“1. Be Impeccable With Your Word
Speak with integrity. Say only what you mean. Avoid using the word to speak against yourself or to gossip about others. Use the power of your word in the direction of truth and love.”
– The Four Agreements, Don Miguel Ruiz
Today was a day away from the comfortable little bubble of home. Away from my beautiful girls and back into the real world. “Keeping in touch days” are a way of keeping parents on maternity leave connected with the working environment in the UK – and today was my day to go in and be back part of my team for the first time since the arrival of the twins.
It was good to be back around these people again. They’re warm, funny and people I trust – I have missed them. Everything was as it always was – the scenery, the gossip and the little bouts of giggles. Time had passed but perceptible change hadn’t come to the office. Comfortable and reliable. My heart thudded to a stop against my ribcage though, when one of my colleagues said she had read my blog.
One of the biggest issues I have around my writing is actually sharing it with people. I worry about the quality lacking in some way and the idea of people reading it and seeing my shortcomings writ large brings sheer terror. Of course, I’m always glad to see the numbers tick up on the visitors counter and am happy to know people are reading. I’m always grateful to my dear friends who cheer me from the sidelines, but always in the recesses of my brain I think it kindness rather than merit.
Worse than the sharing is the onward step of actually talking about it. It drives me into self-protecting jesting. I chirpily mention to my workmate that maybe I’d be able to write a bestselling novel and never come back to work. I’m not really sure why I decided to joke about this. Really, that’s the dream.
But I don’t want to talk about it.
Everyone knows that wishes spoken aloud never come true. Add to that the unspoken fact that anyone who talks about writing a novel probably wont write one. I mean, who do they think they are? Who do I think I am?
I pause after making my joke as my colleague asks me if I was writing the novel. Now I know that I am working on something I hope to shape into a novel. I hold my breath. My first instinct is to just smile and deflect the question in some way. Who do I think I am? I’m no JK Rowling and it’s not like I’m Stephen King. But neither were they, until they were. All writers start somewhere and how the hell can I expect to be read if I can’t even talk about it. How can I share stories and worlds with people if I can’t find the words to describe it?

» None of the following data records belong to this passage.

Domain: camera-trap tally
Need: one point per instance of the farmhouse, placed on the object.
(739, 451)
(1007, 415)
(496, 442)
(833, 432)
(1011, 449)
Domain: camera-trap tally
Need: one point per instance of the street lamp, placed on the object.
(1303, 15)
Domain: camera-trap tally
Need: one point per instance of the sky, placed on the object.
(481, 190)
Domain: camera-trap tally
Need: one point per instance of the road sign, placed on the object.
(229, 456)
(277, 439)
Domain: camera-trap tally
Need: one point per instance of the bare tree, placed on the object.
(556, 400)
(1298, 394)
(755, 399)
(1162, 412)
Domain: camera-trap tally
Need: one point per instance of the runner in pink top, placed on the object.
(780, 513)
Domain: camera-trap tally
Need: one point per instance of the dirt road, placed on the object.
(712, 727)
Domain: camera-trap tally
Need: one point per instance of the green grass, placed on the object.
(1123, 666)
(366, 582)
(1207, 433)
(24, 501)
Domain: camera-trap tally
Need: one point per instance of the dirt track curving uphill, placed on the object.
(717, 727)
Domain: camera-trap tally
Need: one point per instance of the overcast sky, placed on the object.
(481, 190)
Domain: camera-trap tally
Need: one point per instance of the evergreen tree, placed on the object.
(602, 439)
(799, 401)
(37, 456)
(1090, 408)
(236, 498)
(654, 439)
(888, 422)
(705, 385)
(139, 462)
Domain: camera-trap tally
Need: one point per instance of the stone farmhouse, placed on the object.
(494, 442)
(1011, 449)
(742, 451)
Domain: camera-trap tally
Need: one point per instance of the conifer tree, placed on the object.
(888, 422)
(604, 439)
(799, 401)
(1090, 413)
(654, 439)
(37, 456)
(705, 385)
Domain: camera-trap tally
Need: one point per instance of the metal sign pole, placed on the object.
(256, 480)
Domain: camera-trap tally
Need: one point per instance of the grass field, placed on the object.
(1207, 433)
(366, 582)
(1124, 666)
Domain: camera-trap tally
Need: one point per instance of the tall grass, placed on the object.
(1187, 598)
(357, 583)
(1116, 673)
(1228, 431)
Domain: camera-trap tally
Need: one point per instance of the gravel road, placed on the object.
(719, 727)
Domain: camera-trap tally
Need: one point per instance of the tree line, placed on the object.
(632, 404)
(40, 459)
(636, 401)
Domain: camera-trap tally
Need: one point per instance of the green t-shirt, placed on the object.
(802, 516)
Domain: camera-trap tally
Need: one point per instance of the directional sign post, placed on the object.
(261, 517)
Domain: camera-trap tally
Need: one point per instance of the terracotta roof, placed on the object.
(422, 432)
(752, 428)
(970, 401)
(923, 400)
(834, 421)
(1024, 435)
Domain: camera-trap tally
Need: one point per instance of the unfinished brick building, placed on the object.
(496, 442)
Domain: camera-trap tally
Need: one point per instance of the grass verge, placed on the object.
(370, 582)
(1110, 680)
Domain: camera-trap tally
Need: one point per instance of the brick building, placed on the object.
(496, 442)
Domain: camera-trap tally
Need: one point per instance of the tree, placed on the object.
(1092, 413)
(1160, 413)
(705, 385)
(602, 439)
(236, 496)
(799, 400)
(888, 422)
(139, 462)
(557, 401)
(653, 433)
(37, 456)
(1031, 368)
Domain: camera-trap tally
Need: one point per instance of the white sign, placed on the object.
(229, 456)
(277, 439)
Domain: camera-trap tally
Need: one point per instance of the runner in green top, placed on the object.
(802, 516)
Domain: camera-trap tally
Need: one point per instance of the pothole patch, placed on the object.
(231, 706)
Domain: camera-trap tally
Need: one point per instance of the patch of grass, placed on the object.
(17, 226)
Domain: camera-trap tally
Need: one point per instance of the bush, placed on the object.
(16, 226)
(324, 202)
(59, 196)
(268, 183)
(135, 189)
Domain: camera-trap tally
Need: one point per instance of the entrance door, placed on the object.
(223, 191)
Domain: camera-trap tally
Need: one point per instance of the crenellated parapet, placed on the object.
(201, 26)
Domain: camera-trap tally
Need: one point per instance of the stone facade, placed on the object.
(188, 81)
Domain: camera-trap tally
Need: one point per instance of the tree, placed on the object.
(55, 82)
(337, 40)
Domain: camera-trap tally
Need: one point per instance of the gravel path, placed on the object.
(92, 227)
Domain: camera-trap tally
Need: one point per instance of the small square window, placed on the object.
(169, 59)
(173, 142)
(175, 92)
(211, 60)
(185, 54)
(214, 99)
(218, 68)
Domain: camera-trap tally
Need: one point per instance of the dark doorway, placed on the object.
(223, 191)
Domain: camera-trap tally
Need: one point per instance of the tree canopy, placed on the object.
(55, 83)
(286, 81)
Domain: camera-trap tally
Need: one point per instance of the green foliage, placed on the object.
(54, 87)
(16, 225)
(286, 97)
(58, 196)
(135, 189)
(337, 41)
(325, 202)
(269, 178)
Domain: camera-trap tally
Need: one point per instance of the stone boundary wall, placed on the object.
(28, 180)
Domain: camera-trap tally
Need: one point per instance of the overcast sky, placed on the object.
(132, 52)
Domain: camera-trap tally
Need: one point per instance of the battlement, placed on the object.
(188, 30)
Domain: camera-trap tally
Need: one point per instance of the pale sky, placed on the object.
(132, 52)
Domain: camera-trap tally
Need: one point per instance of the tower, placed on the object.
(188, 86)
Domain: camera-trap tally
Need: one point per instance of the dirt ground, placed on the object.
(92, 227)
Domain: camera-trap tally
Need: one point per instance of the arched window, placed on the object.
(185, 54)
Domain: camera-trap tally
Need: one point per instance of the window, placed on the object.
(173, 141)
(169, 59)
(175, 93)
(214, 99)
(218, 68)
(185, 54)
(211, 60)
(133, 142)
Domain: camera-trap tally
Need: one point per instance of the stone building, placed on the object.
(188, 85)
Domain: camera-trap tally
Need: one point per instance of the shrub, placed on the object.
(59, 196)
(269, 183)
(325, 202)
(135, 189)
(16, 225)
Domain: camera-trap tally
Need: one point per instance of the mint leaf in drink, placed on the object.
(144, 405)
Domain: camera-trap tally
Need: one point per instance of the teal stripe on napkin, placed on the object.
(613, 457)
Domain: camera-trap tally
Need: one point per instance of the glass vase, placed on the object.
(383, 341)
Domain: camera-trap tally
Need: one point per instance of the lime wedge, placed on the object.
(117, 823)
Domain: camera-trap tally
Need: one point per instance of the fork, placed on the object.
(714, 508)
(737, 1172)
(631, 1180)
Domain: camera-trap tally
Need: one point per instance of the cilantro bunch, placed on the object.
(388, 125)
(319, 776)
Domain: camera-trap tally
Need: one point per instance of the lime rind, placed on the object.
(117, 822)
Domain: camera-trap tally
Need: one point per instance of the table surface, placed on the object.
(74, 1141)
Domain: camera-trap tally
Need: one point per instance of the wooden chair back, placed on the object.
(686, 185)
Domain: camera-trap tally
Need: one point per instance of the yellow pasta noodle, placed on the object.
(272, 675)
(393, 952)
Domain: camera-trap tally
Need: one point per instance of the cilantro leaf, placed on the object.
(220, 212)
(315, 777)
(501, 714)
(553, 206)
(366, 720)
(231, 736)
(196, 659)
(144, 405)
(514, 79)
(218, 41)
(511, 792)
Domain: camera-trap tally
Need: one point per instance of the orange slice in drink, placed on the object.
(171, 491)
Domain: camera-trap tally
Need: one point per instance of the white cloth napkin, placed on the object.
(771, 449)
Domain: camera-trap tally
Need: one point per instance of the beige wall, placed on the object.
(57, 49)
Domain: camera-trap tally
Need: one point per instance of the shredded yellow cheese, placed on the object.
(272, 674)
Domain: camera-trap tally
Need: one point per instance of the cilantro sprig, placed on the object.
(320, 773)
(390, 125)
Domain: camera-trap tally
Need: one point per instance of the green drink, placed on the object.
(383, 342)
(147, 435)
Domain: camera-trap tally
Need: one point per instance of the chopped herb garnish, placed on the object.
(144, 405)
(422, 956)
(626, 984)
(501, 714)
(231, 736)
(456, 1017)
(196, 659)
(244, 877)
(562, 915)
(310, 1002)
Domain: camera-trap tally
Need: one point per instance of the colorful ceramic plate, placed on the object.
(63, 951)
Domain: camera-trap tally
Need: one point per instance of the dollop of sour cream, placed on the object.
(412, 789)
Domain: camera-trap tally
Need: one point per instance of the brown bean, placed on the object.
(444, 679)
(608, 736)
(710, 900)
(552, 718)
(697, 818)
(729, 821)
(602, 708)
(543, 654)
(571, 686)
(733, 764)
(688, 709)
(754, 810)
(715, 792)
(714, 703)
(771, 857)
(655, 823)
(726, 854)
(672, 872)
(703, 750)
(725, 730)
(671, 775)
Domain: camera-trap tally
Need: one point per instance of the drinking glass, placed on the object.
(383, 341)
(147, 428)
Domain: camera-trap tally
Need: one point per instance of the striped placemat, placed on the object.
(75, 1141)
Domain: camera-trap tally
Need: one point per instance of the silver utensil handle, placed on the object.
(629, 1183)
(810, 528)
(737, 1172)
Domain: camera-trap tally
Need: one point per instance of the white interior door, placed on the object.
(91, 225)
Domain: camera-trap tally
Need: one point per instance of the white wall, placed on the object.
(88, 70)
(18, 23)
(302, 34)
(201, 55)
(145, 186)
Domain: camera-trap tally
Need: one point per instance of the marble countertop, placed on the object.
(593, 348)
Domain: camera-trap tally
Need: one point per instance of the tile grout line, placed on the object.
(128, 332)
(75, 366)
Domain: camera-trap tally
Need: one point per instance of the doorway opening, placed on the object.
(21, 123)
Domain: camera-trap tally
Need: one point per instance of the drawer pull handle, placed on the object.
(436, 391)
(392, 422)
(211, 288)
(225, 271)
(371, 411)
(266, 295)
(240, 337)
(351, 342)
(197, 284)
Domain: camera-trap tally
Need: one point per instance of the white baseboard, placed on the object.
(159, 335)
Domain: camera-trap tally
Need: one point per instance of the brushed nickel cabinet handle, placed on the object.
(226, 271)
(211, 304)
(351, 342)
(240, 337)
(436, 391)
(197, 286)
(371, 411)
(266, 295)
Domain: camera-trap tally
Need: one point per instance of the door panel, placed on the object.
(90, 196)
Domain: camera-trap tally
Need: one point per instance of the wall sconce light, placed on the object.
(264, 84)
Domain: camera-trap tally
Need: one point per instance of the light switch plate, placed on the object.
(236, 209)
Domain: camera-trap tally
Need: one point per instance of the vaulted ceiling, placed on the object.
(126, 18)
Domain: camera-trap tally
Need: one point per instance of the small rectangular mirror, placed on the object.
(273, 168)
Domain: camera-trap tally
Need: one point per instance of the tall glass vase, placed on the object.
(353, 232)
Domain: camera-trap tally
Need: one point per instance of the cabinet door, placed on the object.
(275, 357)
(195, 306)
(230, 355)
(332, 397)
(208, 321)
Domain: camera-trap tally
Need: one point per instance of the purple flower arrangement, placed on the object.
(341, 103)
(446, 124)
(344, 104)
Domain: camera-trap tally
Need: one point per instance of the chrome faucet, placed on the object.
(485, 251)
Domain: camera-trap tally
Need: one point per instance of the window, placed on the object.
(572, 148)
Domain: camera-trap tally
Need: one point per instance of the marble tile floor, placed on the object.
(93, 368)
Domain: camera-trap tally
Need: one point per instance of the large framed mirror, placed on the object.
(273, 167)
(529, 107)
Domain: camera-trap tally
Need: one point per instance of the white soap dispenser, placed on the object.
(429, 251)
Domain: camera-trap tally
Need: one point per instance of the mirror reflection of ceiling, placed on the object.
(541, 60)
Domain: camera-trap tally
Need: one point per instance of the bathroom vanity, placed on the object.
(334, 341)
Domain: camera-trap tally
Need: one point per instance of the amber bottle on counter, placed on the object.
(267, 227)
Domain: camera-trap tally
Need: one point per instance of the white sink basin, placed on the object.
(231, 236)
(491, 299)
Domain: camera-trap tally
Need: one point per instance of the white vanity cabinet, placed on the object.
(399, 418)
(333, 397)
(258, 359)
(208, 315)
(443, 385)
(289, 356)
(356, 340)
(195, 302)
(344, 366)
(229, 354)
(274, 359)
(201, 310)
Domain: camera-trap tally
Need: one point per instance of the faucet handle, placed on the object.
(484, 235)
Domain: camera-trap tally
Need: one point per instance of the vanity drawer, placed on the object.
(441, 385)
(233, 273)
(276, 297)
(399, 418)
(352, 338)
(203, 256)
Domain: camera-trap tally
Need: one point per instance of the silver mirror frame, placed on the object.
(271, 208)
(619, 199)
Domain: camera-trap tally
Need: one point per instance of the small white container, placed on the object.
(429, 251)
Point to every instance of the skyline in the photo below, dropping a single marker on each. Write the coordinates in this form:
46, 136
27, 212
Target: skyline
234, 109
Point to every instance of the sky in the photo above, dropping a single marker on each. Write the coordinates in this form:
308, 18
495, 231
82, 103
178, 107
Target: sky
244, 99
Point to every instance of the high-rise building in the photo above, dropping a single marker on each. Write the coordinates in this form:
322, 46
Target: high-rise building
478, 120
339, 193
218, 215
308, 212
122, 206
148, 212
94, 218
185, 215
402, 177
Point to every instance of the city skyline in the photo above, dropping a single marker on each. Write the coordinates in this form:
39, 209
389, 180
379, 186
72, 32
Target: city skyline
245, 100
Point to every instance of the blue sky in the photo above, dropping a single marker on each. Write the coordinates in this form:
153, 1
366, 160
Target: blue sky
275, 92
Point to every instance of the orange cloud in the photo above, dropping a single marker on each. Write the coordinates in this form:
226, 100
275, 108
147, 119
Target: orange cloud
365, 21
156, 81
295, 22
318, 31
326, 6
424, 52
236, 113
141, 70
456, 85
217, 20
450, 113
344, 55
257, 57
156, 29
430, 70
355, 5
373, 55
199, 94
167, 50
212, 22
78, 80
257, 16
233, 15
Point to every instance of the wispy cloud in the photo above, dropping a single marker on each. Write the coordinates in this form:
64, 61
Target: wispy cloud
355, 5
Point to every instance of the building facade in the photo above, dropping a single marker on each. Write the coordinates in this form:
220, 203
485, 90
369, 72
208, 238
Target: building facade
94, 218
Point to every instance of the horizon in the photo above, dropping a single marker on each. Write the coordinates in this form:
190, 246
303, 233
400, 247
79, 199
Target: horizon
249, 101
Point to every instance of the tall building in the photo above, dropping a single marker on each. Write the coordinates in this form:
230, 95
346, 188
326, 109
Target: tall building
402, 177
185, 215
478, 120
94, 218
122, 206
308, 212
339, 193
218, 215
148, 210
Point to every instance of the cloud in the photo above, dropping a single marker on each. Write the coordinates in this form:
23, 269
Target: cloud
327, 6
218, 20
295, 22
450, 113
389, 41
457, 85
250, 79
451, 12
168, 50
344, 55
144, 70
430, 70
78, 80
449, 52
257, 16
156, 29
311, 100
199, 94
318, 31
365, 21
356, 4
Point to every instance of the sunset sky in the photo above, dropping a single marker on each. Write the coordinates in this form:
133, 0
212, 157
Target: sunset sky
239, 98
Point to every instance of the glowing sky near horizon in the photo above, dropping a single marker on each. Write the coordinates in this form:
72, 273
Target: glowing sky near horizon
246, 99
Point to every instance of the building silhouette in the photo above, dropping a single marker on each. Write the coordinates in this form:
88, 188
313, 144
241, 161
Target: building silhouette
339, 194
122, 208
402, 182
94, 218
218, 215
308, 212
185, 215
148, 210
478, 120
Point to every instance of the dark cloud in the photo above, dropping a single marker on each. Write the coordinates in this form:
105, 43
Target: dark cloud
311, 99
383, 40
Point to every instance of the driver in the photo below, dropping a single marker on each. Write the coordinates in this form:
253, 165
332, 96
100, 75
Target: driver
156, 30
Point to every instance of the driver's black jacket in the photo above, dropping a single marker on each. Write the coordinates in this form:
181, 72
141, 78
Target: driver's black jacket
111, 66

“Well they say it’s best to write about what you know,” I start. Against my instinct I actually start to say actual out loud words about the story I’m working on. Not my most articulate account of it – but I am saying it to another person – without agonising over it first. My colleague is kind enough to listen to my non specific ramblings without any visible signs of judgement. Like I say, these are people I can trust.
This isn’t a big tale of a victory over imposter syndrome, but for me it is significant progress. Saying it out loud makes me accountable. I’m a believer in being impeccable with my word – saying what I mean. In talking about it I feel I have to deliver. By not saying anything I will never have to produce anything and I can pretend my ambition doesn’t exist. That way, if I fail no one will know. By speaking this aloud I am compelling myself to act, to not live in dreams but to live out dreams,
I don’t want to talk about it – but I’m daring myself to try.